Summary

Add Least Recently Used values eviction as a supplement to garbage collection.

Motivation

Currently, the single mechanism for controlling memory usage in salsa is garbage collection. Experience with rust-analyzer shown that it is insufficient for two reasons:

  • It's hard to determine which values should be collected. Current implementation in rust-analyzer just periodically clears all values of specific queries.

  • GC is in generally run in-between revision. However, especially after just opening the project, the number of values within a single revision can be high. In other words, GC doesn't really help with keeping peak memory usage under control. While it is possible to run GC concurrently with calculations (and this is in fact what rust-analyzer is doing right now to try to keep high water mark of memory lower), this is highly unreliable an inefficient.

The mechanism of LRU targets both of these weaknesses:

  • LRU tracks which values are accessed, and uses this information to determine which values are actually unused.

  • LRU has a fixed cap on the maximal number of entries, thus bounding the memory usage.

User's guide

It is possible to call set_lru_capacity(n) method on any non-input query. The effect of this is that the table for the query stores at most n values in the database. If a new value is computed, and there are already n existing ones in the database, the least recently used one is evicted. Note that information about query dependencies is not evicted. It is possible to change lru capacity at runtime at any time. n == 0 is a special case, which completely disables LRU logic. LRU is not enabled by default.

Reference guide

Implementation wise, we store a linked hash map of keys, in the recently-used order. Because reads of the queries are considered uses, we now need to write-lock the query map even if the query is fresh. However we don‘t do this bookkeeping if LRU is disabled, so you don’t have to pay for it unless you use it.

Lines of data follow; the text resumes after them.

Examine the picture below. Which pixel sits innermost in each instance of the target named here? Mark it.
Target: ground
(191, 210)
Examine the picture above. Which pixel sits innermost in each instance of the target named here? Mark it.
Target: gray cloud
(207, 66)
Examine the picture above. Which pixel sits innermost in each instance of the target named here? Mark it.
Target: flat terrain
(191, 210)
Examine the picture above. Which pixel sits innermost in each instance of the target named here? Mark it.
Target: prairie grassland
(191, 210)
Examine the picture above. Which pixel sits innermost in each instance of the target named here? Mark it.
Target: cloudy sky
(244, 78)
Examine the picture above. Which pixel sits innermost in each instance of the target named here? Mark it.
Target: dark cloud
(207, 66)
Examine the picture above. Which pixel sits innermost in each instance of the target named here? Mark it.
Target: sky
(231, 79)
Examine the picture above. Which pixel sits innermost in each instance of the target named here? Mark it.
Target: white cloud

A slight complication arises with volatile queries (and, in general, with any query with an untracked input). Similarly to GC, evicting such a query could lead to an inconsistent database. For this reason, volatile queries are never evicted.

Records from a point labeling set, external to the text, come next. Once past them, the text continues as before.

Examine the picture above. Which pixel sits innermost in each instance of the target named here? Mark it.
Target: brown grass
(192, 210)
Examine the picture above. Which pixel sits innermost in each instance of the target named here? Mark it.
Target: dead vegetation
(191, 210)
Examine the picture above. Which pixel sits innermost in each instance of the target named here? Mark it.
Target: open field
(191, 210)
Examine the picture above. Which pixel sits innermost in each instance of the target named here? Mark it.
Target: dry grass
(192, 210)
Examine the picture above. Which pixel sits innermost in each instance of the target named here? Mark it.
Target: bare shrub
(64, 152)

Alternatives and future work

LRU is a compromise, as it is prone to both accidentally evicting useful queries and needlessly holding onto useless ones. In particular, in the steady state and without additional GC, memory usage will be proportional to the lru capacity: it is not only an upper bound, but a lower bound as well!

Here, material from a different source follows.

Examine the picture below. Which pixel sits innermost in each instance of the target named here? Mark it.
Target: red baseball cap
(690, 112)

In theory, some deterministic way of evicting values when you for sure don‘t need them anymore maybe more efficient. However, it is unclear how exactly that would work! Experiments in rust-analyzer show that it’s not easy to tame a dynamic crate graph, and that simplistic phase-based strategies fall down.

It's also worth noting that, unlike GC, LRU can in theory be more memory efficient than deterministic memory management. Unlike a traditional GC, we can safely evict “live” objects and recalculate them later. That makes possible to use LRU for problems whose working set of “live” queries is larger than the available memory, at the cost of guaranteed recomputations.

Currently, eviction is strictly LRU base. It should be possible to be smarter and to take size of values and time that is required to recompute them into account when making decisions about eviction.